After years of complaints and aggressive advocacy by the Cornucopia Institute and organic dairy farmers, the USDA did what it should have done long ago: it got the largest private-label organic milk company in the nation, Aurora Organic, to agree to reform its farming practices. It also threatened to revoke Aurora's organic certification if the company did not follow through on these reforms during a one-year probation period.
Cornucopia and others have lobbed criticisms at Aurora for years, primarily for keeping its organic cows in feedlots against the letter and spirit of organic regulations that require the animals to have "access to pasture." Though this entire period, it should be noted, the Colorado Department of Agriculture and Quality Assurance International continued to certify the company's practices as organic and Aurora denied it was doing anything wrong.

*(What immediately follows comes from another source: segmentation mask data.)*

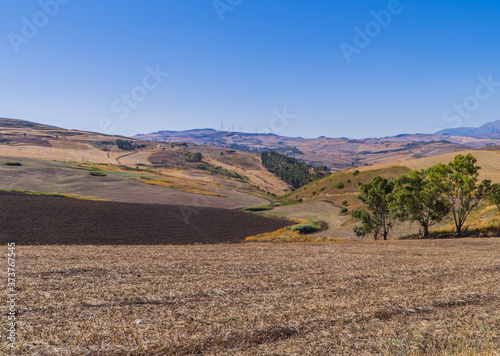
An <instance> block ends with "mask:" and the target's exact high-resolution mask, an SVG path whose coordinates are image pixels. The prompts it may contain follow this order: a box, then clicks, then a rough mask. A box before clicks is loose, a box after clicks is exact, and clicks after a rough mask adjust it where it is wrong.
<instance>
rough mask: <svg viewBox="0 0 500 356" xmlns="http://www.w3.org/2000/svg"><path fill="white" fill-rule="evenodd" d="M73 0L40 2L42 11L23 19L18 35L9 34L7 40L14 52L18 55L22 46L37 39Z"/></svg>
mask: <svg viewBox="0 0 500 356" xmlns="http://www.w3.org/2000/svg"><path fill="white" fill-rule="evenodd" d="M70 1H71V0H47V1H43V0H41V1H39V2H38V5H39V6H40V9H41V10H40V11H37V12H35V13H34V14H33V15H32V16H30V17H26V16H23V17H22V18H21V22H22V25H21V29H20V31H19V32H18V33H16V32H9V33H8V34H7V39H8V40H9V42H10V45H11V47H12V49H13V50H14V52H15V53H16V54H17V53H19V51H20V47H21V45H27V44H29V42H30V40H32V39H33V38H35V37H36V36H37V35H38V33H39V32H40V30H41V29H42V28H44V27H46V26H47V25H48V24H49V22H50V20H51V19H52V18H54V17H56V16H57V15H58V14H59V12H60V11H61V5H66V4H68V3H69V2H70Z"/></svg>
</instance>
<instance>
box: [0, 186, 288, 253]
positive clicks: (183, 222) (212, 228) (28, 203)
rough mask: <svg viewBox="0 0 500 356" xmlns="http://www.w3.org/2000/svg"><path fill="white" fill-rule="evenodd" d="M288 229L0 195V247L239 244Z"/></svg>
mask: <svg viewBox="0 0 500 356" xmlns="http://www.w3.org/2000/svg"><path fill="white" fill-rule="evenodd" d="M288 225H291V222H289V221H287V220H282V219H275V218H266V217H263V216H259V215H255V214H249V213H244V212H241V211H235V210H227V209H215V208H197V207H188V206H181V205H159V204H129V203H116V202H98V201H87V200H78V199H70V198H58V197H47V196H33V195H25V194H17V193H5V192H0V243H2V244H5V243H7V242H11V241H13V242H16V244H23V245H36V244H43V245H53V244H61V245H156V244H175V245H180V244H194V243H201V244H210V243H224V242H231V243H233V242H240V241H242V240H243V239H244V238H245V237H248V236H251V235H256V234H259V233H263V232H270V231H274V230H277V229H280V228H282V227H285V226H288Z"/></svg>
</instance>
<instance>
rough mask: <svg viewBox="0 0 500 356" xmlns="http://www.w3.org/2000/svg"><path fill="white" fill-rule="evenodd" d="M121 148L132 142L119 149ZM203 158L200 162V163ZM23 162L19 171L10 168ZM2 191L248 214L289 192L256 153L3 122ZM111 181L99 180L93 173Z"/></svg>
mask: <svg viewBox="0 0 500 356" xmlns="http://www.w3.org/2000/svg"><path fill="white" fill-rule="evenodd" d="M117 140H122V141H125V142H129V144H127V145H124V146H122V147H123V148H125V149H120V148H119V146H118V145H117V144H116V141H117ZM197 153H199V154H201V155H202V156H201V157H202V159H201V160H200V161H197V160H196V159H194V158H195V155H196V154H197ZM8 161H18V162H20V163H21V164H22V166H19V167H12V166H5V165H3V164H4V163H7V162H8ZM0 163H1V165H0V171H2V174H3V176H4V179H3V180H2V181H1V182H0V188H4V189H28V190H33V191H44V192H58V193H67V194H79V195H84V196H90V197H94V198H101V199H107V200H114V201H122V202H138V203H140V202H143V203H146V202H149V203H161V204H184V205H194V206H211V207H222V208H231V209H234V208H241V207H245V206H248V205H252V204H265V203H267V202H269V199H271V198H272V197H273V195H272V194H275V195H281V194H283V193H285V192H286V191H288V190H289V186H288V185H287V184H286V183H284V182H283V181H282V180H281V179H279V178H277V177H276V176H274V175H273V174H271V173H269V172H268V171H267V170H266V169H265V168H264V167H262V165H261V163H260V156H259V155H258V154H256V153H246V152H237V151H234V150H228V149H222V148H215V147H208V146H202V145H197V144H159V143H154V142H150V141H141V140H136V139H129V138H126V137H121V136H109V135H103V134H99V133H93V132H86V131H81V130H67V129H63V128H57V127H53V126H48V125H43V124H37V123H33V122H28V121H23V120H13V119H0ZM96 170H97V171H100V172H101V173H103V174H105V175H106V176H102V177H93V176H91V175H90V172H91V171H96Z"/></svg>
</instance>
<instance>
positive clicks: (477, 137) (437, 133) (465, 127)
mask: <svg viewBox="0 0 500 356" xmlns="http://www.w3.org/2000/svg"><path fill="white" fill-rule="evenodd" d="M437 134H440V135H450V136H467V137H475V138H482V139H500V120H497V121H493V122H488V123H486V124H484V125H482V126H480V127H456V128H451V129H445V130H441V131H438V132H437Z"/></svg>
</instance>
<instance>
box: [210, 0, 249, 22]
mask: <svg viewBox="0 0 500 356" xmlns="http://www.w3.org/2000/svg"><path fill="white" fill-rule="evenodd" d="M242 2H243V0H214V2H213V3H212V5H213V6H214V9H215V12H216V13H217V16H219V19H220V20H221V21H224V14H225V13H226V12H228V11H229V12H233V11H234V9H235V8H236V7H238V6H240V5H241V3H242Z"/></svg>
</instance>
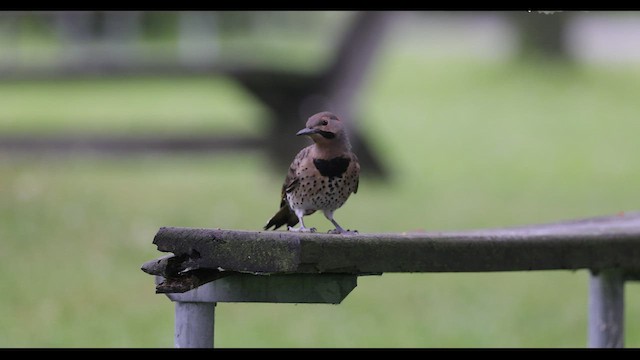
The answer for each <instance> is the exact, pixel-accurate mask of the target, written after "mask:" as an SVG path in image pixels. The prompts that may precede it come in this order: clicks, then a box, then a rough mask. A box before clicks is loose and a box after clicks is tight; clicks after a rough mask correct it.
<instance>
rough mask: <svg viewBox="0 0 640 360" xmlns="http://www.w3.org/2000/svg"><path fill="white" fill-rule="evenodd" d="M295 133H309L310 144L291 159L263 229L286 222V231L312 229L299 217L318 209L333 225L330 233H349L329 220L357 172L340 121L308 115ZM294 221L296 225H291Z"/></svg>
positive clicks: (307, 229)
mask: <svg viewBox="0 0 640 360" xmlns="http://www.w3.org/2000/svg"><path fill="white" fill-rule="evenodd" d="M296 135H297V136H301V135H304V136H309V137H310V138H311V140H313V144H312V145H309V146H307V147H305V148H304V149H302V150H300V152H299V153H298V155H296V157H295V158H294V159H293V162H292V163H291V166H289V172H288V173H287V176H286V178H285V181H284V184H283V185H282V191H281V198H280V199H281V200H280V210H279V211H278V212H277V213H276V214H275V215H274V216H273V217H272V218H271V219H270V220H269V221H268V222H267V225H265V227H264V229H265V230H267V229H269V228H271V227H273V229H274V230H275V229H277V228H279V227H280V226H282V225H285V224H286V225H287V227H288V229H289V230H290V231H305V232H313V231H315V229H314V228H311V229H309V228H306V227H305V226H304V221H303V219H302V218H303V217H304V216H305V215H311V214H313V213H314V212H316V211H318V210H321V211H322V212H323V213H324V215H325V217H326V218H327V219H328V220H329V221H331V223H332V224H333V225H334V226H335V227H336V229H335V230H333V231H332V232H333V233H349V231H347V230H344V229H343V228H342V227H341V226H340V225H338V223H337V222H336V221H335V220H334V219H333V212H334V211H335V210H336V209H338V208H339V207H341V206H342V205H343V204H344V203H345V202H346V201H347V199H348V198H349V195H351V193H356V192H357V191H358V182H359V175H360V164H359V163H358V158H357V157H356V155H355V154H354V153H353V152H351V144H350V143H349V139H348V137H347V134H346V131H345V126H344V123H343V122H342V120H340V119H339V118H338V117H337V116H335V115H334V114H332V113H330V112H328V111H324V112H320V113H318V114H315V115H313V116H311V117H310V118H309V120H308V121H307V124H306V127H305V128H304V129H302V130H300V131H298V133H297V134H296ZM298 222H300V227H299V228H293V226H295V225H296V224H297V223H298Z"/></svg>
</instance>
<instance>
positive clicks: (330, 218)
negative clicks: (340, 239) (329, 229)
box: [324, 210, 358, 235]
mask: <svg viewBox="0 0 640 360" xmlns="http://www.w3.org/2000/svg"><path fill="white" fill-rule="evenodd" d="M324 216H325V217H326V218H327V219H329V221H331V223H332V224H333V226H335V227H336V228H335V229H334V230H329V234H344V235H355V234H357V233H358V230H353V231H352V230H345V229H343V228H342V226H340V224H338V222H337V221H335V220H334V219H333V211H329V210H326V211H324Z"/></svg>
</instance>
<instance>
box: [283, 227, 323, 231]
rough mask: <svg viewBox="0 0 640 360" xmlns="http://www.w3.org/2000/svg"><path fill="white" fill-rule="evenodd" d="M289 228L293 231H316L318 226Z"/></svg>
mask: <svg viewBox="0 0 640 360" xmlns="http://www.w3.org/2000/svg"><path fill="white" fill-rule="evenodd" d="M288 230H289V231H293V232H316V228H305V227H302V226H301V227H297V228H294V227H293V226H289V227H288Z"/></svg>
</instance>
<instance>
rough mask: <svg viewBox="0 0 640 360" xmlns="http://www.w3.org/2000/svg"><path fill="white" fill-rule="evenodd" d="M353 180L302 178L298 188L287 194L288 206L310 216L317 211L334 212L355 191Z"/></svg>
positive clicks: (323, 178) (296, 188) (304, 177)
mask: <svg viewBox="0 0 640 360" xmlns="http://www.w3.org/2000/svg"><path fill="white" fill-rule="evenodd" d="M355 188H356V181H355V179H353V178H351V177H348V176H342V177H325V176H322V177H302V178H301V179H300V183H299V184H298V186H297V187H296V188H295V189H293V191H291V192H289V193H287V201H288V202H289V206H291V208H292V209H293V210H294V211H295V210H303V211H304V214H305V215H311V214H313V213H314V212H315V211H317V210H329V211H334V210H336V209H338V208H339V207H341V206H342V205H344V203H345V202H346V201H347V199H348V198H349V195H351V193H352V192H354V191H355Z"/></svg>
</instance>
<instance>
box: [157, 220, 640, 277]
mask: <svg viewBox="0 0 640 360" xmlns="http://www.w3.org/2000/svg"><path fill="white" fill-rule="evenodd" d="M154 244H156V245H157V246H158V250H160V251H165V252H172V253H174V254H175V255H176V256H179V257H181V258H182V259H183V261H182V262H181V263H180V264H178V265H176V266H174V267H175V269H174V270H179V269H185V268H190V269H199V268H205V269H218V270H222V271H234V272H245V273H261V274H265V273H266V274H273V273H278V274H280V273H284V274H287V273H309V274H314V273H315V274H318V273H348V274H363V273H364V274H366V273H383V272H465V271H473V272H478V271H516V270H549V269H596V270H597V269H607V268H616V267H621V268H625V269H640V213H630V214H620V215H614V216H608V217H599V218H592V219H582V220H573V221H567V222H560V223H553V224H543V225H534V226H525V227H516V228H505V229H486V230H477V231H458V232H424V233H389V234H384V233H383V234H358V235H333V234H319V233H312V234H308V233H295V232H286V231H235V230H221V229H192V228H176V227H163V228H161V229H160V230H159V231H158V233H157V235H156V236H155V239H154ZM163 275H168V276H171V273H164V274H163Z"/></svg>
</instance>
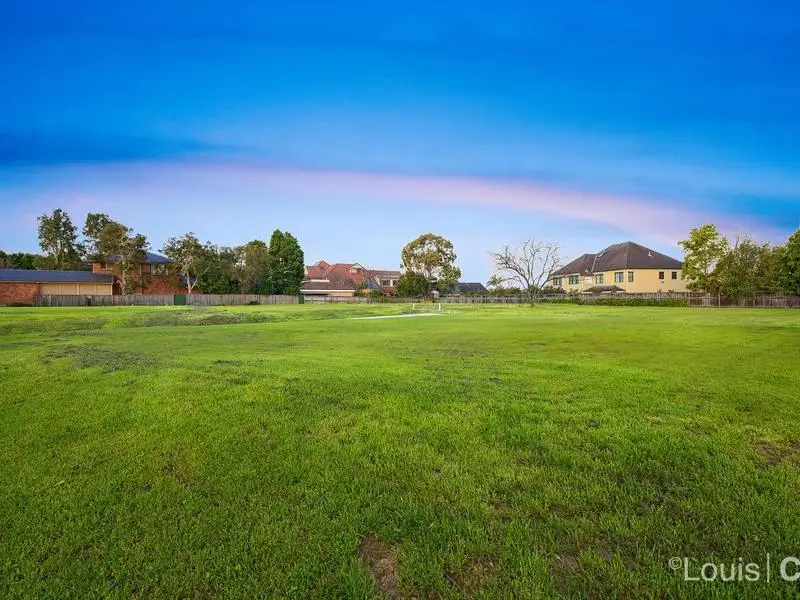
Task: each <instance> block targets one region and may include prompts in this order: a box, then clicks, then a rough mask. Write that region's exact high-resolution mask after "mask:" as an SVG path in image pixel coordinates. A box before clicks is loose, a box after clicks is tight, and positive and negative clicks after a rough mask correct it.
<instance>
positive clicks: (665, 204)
mask: <svg viewBox="0 0 800 600" xmlns="http://www.w3.org/2000/svg"><path fill="white" fill-rule="evenodd" d="M173 168H174V167H173ZM178 168H179V169H180V170H184V174H185V176H186V177H193V178H196V177H198V173H197V172H198V170H199V171H201V172H202V174H201V175H200V178H201V179H203V180H206V181H208V183H209V184H211V183H212V182H216V183H222V181H224V180H228V181H235V182H236V184H237V185H240V186H242V187H244V188H264V189H269V190H270V191H271V192H273V193H278V194H285V195H286V196H294V197H313V198H318V199H319V198H330V199H331V200H338V201H346V200H353V199H358V200H367V201H373V202H410V203H423V204H425V203H435V204H448V205H453V206H473V207H483V208H497V209H505V210H509V211H524V212H542V213H548V214H552V215H556V216H559V217H566V218H570V219H579V220H582V221H589V222H595V223H600V224H603V225H609V226H612V227H615V228H617V229H622V230H626V231H628V232H630V233H631V234H634V235H638V236H645V237H647V238H649V239H651V240H656V241H659V242H663V243H670V244H674V243H675V242H676V241H677V240H678V239H681V238H682V237H683V236H685V235H686V233H687V232H688V230H689V228H691V227H695V226H697V225H699V224H702V223H706V222H710V221H713V222H716V223H718V224H720V226H721V227H723V228H727V229H728V230H732V231H733V230H741V229H742V227H743V226H745V225H746V224H744V223H735V222H732V221H729V220H724V219H720V215H716V216H715V215H709V214H703V213H700V212H695V211H691V210H686V209H683V208H680V207H677V206H675V205H670V203H669V202H668V201H664V200H655V199H649V198H639V197H630V196H622V195H614V194H607V193H602V192H592V191H577V190H573V189H568V188H563V187H556V186H550V185H545V184H541V183H538V182H534V181H529V180H521V179H499V178H480V177H465V176H438V175H405V174H402V175H401V174H392V173H380V172H362V171H345V170H327V169H307V168H303V169H293V168H276V167H270V166H262V165H250V164H237V163H213V164H209V163H204V164H202V165H198V164H197V163H189V164H184V165H183V166H182V167H178ZM175 175H176V174H175V172H174V171H172V169H171V173H170V175H169V177H170V178H171V180H172V181H173V183H175V179H174V178H175ZM751 233H752V229H751Z"/></svg>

According to the USDA complaint, however, the company did not have enough pasture for its cows and was bringing animals onto its farms that may have been improperly transitioned to organic production.
The media was all over the story, but here's a couple of things you might not know. Based in Boulder, Aurora Organic was backed by $18.5 million in venture capital funds from Harvard University's endowment fund and made a business selling store-labeled organic milk to retailers such as Costco, Wal-Mart, Trader Joe's, Target and Safeway. Despite the inordinate negative publicity, no retailer has stepped forward and dropped the company's milk, nor has Harvard or its alumni ever raised any questions publicly about this investment (made through Charlesbank Capital Partners of Boston).
The USDA Agricultural Marketing Service said in a press release it "will exercise increased scrutiny over Aurora's operations during a one-year probationary review period. If Aurora does not abide by the agreement during that time, AMS may withdraw from the agreement and could revoke the organic certification for Aurora's Platteville, Colo., plant."
In its own press release on the matter, Aurora said that it was increasing pasture at its Plateville farm to 400 acres -- a figure I found astounding because company officials had told me the farm had 2,900 acres of irrigated pasture and 12,000 acres of range land when I spoke to them for my book in 2005. What happened to the 14,900 acres of pasture they previously said they had?
It will graze 1,250 animals on those 400 acres, a herd that has been shrinking from the more-than 5,000 cows it once had at the Colorado facility.
Pasture wasn't the only issue. Under the new organic system plan (which every farm must have to get certified), Aurora must:
- Provide daily access to pasture during the growing season, acknowledging that milking cows is not a reason to deny access to pasture
- Reduce the number of cows to a level consistent with available pasture with agreed maximum stocking densities
- Eliminate improperly transitioned cows from its herd and not market those cows' milk as organic
- Agree to use the more stringent transition process in the regulations for animals added to its dairy herd.
This is the second major action by the USDA against an organic dairy company this year. In May, the USDA yanked the organic certification for the Vander Eyk farm - a giant operation in the central valley of California.
Is the USDA finally getting the message that consumers and organic dairy farmers want a high-integrity product? We hope so.